American Lawbreaking - Herring
http://www.slate.com/id/2175730/entry/2175733/

======
Watch
This past Friday we had a game of Capture the Flag in my city's financial
district. About 600 people came out... no warning given to the cops, no
permission, nothing. Was a good time, our side won 2-0 (go blue!) thanks to
some solid defense. We were warned at the start of the game to obey traffic
laws (ie, don't jaywalk), because the police response to events like this
isn't freaking out and cracking down like you'd expect, or saying "go have
some fun" like others would expect. Rather, it's "Sweet, we'll make quota in
one night!"

Afterward I went to a parkour jam in a nearby district park with some well
placed ledges that lead to the potential for a lot of stunts. After 20
minutes, we noticed a cop car on the street, partially hidden by a wall --
looked like they were watching us, so, as an inquisitive sociologist, I went
over to ask them what was up.

As it turns out, they were there for an unrelated reason -- to watch that road
because of an illegal left turn onto it out of the entertainment district.
Basically the way their trap works is that everyone is drinking in their
vehicles, and the illegal turn gives the cops the opportunity to check the
vehicle for alcohol, and let them off with a warning if they don't find any.
Pretty clever, really.

I asked them about parkour, pointing to my friends in the park behind me
climbing, jumping and rolling around. They told me that technically it's
illegal under a bylaw that bans games in public areas -- the same law which
renders ball-hockey in the street illegal. Then they went on to say that this
gives them full authority to break it up and issue tickets if they wanted to,
but police policy is to only ever enforce this law if they receive complaints.

Thus, in this one evening, I saw three approaches to laws and law enforcement:

1) Policy designed for monetary gain; if they really wanted to stop the
jaywalking, they could've just told us all to go home, but handing out tickets
for it helps them make quota, so they let us play.

2) Laws which exist as an excuse to investigate for other laws; by having
apparently unreasonable traffic restrictions, they can crack down on drunk
driving without invading people's privacy.

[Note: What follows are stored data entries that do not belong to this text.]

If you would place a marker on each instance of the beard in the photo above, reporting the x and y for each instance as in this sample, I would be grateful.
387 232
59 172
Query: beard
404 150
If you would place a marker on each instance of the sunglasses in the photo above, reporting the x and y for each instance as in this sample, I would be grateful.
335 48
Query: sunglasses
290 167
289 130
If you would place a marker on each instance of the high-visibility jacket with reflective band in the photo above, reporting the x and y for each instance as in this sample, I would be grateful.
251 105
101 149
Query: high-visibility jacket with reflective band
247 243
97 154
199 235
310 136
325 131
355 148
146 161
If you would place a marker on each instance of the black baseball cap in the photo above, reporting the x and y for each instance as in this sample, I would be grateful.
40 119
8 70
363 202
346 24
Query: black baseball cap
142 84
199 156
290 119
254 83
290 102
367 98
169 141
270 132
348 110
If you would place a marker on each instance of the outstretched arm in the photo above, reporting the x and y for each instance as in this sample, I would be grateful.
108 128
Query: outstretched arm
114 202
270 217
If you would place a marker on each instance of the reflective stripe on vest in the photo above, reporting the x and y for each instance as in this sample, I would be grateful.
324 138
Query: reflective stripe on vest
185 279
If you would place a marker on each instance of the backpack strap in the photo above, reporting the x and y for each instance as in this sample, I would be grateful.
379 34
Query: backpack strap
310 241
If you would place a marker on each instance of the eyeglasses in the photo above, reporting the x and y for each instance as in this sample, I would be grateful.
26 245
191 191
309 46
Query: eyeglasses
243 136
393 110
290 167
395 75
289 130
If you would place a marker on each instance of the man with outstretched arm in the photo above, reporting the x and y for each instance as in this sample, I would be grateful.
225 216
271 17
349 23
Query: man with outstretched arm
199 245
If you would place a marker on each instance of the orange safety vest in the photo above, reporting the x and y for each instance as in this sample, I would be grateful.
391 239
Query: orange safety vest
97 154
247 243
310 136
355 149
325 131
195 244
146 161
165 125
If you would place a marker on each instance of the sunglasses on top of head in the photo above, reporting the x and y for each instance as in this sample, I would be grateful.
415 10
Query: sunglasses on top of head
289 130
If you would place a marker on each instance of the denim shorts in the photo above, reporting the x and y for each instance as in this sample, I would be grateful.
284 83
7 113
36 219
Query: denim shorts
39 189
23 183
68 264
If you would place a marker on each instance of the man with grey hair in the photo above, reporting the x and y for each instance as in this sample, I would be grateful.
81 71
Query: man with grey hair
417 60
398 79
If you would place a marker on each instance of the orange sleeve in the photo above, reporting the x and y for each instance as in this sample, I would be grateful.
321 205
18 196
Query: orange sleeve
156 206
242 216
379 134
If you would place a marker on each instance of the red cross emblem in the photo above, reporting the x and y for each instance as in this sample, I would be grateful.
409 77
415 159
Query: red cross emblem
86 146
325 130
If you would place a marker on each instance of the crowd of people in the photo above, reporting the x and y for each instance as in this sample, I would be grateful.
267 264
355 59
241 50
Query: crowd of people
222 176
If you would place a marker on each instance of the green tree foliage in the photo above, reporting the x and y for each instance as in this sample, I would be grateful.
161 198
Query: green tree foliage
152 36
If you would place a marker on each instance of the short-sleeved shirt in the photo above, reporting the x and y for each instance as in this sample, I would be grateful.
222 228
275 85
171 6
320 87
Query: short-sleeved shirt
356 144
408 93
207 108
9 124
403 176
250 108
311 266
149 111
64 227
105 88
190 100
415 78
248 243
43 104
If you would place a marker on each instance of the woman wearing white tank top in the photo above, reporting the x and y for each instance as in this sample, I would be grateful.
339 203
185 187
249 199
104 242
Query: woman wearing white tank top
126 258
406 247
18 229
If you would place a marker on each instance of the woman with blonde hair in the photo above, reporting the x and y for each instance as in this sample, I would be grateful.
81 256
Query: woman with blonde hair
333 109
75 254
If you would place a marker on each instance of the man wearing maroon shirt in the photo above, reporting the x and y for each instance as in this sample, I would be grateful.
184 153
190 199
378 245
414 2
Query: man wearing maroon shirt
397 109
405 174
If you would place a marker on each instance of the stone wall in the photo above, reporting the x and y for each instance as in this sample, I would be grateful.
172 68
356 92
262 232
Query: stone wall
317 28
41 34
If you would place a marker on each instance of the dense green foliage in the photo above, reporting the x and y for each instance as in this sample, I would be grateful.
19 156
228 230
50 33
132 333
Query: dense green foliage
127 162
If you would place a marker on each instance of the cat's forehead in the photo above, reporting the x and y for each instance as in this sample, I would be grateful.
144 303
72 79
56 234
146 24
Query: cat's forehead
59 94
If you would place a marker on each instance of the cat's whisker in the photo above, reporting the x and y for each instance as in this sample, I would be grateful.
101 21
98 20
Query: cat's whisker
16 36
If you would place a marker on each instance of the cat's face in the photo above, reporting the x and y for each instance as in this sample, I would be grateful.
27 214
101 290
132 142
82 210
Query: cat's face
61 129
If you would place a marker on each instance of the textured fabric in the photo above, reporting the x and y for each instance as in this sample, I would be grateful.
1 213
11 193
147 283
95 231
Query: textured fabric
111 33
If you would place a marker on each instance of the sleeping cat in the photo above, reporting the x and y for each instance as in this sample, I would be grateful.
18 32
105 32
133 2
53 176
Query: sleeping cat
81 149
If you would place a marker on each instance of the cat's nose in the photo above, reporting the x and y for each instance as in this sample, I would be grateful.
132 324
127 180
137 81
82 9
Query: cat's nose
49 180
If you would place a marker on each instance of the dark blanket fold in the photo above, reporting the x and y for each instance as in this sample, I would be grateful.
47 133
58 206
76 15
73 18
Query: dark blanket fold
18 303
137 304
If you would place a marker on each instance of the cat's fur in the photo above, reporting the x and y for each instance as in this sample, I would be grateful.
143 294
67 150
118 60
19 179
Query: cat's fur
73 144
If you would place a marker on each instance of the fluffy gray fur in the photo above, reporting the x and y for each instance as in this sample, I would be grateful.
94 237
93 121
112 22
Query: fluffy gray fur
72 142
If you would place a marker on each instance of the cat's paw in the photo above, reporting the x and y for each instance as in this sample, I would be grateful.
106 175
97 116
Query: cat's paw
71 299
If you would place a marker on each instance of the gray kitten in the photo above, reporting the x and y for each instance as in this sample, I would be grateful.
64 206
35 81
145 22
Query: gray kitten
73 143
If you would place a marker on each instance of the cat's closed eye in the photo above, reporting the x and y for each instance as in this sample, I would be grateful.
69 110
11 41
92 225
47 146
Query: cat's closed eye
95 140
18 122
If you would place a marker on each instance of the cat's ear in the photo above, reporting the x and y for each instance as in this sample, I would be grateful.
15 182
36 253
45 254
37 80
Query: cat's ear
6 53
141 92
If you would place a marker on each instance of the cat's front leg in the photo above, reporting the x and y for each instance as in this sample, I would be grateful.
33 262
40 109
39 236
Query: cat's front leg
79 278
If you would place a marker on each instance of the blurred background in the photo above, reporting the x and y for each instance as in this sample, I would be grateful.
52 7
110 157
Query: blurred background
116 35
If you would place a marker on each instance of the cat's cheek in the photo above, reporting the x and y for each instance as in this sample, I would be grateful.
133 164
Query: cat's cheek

3) Laws which exist as an excuse to punish related but unlegislatable
behaviour; in the case of both parkour and ballhockey, the issue is "creating
a public nuisance," not the specific behaviour being done. However, a nuisance
is hard to define objectively, so when it, in the mind of the cops, becomes
subjectively a nuisance, they instead use another, easy to define but
unreasonable, law.

In all three cases we have laws that aren't actually intended to prevent the
behaviour they prohibit, but each does so in a different way... and that was
just one evening and discussions I had with three police officers, I'm sure
many more examples abound.

------
byrneseyeview
_That's why drug legalization is happening in a wholly different way. Over the
last two decades, the FDA has become increasingly open to drugs designed for
the treatment of depression, pain, and anxiety—drugs that are, by their
nature, likely to mimic the banned Schedule I narcotics. Part of this is the
product of a well-documented relaxation of FDA practice that began under
Clinton and has increased under Bush. But another part is the widespread
public acceptance of the idea that the effects drug users have always been
seeking in their illicit drugs—calmness, lack of pain, and bliss—are now
"treatments" as opposed to recreation. We have reached a point at which it's
commonly understood that when people snort cocaine because they're depressed
or want to function better at work, that's drug trafficking; but taking
antidepressants for similar purposes is practicing medicine._

This guy really needs to read more Erowid if he thinks that pharmaceuticals
are closely matching the effects of many drugs. As far as I know there are
non-Schedule I opiates and stimulants, and basically all of the
benzodiazepines are legal-but-controlled. But the pharmaceutical industry is
not exactly stumbling over itself to create a legal version of LSD or
prescription Salvia or one-a-day his-n-hers Ecstasy doses, and I don't know of
any legal analogue to marijuana (much less any particular strain).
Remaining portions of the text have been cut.